After completing the Research Logs, you are ready to begin your search..
Begin at home with home sources
Step 1 – Get the document
If the records you want are at home, find them. You may want to photocopy some of them.
Step 2 – Find proper Research Log
Once you have the document or a copy of it, open the Family Research Folder. Locate the Research Log pertaining to that document. In this case, the document is found at home, so find the Research Log labeled Home Sources.
Step 3 – Fill in Research Log
Enter the date, indicating on which day, month, and year the document was found. If you could not find the appropriate document, still write down the date you searched for it and write “not found” in the place reserved for a file number.
At the library
If it is necessary to go to a library to locate information, use the Research Logs to help you remember what you want to find there.
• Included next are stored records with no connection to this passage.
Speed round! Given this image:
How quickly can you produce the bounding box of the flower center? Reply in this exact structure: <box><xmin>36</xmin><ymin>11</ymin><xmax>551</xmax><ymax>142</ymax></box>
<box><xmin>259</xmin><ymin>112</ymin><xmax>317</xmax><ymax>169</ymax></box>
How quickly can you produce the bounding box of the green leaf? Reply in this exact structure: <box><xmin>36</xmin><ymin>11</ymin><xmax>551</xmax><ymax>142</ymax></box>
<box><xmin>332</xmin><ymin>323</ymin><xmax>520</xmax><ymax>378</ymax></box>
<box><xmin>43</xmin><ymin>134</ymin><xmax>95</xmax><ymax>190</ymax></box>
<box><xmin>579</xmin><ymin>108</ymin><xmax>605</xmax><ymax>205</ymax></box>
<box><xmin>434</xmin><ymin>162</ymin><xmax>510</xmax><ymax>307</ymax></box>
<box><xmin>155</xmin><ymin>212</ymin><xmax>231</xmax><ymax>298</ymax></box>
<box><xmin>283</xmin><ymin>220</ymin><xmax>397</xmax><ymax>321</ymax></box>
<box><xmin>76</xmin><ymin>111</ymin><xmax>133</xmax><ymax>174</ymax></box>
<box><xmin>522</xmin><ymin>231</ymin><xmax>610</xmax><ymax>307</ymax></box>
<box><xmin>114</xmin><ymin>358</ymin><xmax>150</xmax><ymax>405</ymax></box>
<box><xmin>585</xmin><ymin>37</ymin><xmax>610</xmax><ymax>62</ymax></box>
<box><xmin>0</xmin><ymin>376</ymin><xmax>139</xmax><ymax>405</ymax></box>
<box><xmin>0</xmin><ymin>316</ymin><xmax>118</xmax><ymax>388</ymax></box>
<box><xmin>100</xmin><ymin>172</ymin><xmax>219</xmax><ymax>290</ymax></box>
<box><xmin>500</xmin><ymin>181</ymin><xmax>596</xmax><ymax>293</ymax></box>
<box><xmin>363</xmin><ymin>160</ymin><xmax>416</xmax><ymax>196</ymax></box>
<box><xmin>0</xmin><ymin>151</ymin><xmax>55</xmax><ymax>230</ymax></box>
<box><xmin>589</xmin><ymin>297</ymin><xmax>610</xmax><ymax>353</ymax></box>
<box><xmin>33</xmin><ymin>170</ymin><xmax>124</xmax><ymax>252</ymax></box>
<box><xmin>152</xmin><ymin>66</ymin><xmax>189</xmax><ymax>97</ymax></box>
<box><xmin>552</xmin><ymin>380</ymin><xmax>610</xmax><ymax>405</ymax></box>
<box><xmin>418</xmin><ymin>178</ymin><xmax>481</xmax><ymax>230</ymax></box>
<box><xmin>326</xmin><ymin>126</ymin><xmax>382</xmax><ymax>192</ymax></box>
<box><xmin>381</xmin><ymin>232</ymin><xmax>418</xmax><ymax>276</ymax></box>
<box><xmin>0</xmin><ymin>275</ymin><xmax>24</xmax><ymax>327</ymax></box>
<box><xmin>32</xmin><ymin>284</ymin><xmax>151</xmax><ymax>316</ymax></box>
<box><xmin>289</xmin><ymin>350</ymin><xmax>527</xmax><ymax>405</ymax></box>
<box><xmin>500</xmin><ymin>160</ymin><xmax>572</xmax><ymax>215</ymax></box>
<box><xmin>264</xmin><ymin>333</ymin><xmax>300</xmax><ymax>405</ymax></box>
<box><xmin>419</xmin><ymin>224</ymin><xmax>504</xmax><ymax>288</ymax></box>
Step 1 – Finding the source
Locate records in a library by searching in books or on microfilm. The Research Log is an excellent place to write down the call number of a book, or the film number of microfilm. Pull the proper Research Log, and write the call number or film number beside the name of the item you are researching.
Step 2 – After finding the information
After researching a book or microfilm source at the library, and extracting any pertinent information, record the date on the proper Research Log. Additionally, remember to write down the name of the library and any call numbers or film numbers of researched sources.
Step 3 – If nothing was found
If no information was found in a particular source, indicate that in the place reserved for the file number. Then record the date you did the searching, the call number or film number and the library name, as explained above. Though you did not find anything, it is important to record where you looked, so you will not waste time searching there again.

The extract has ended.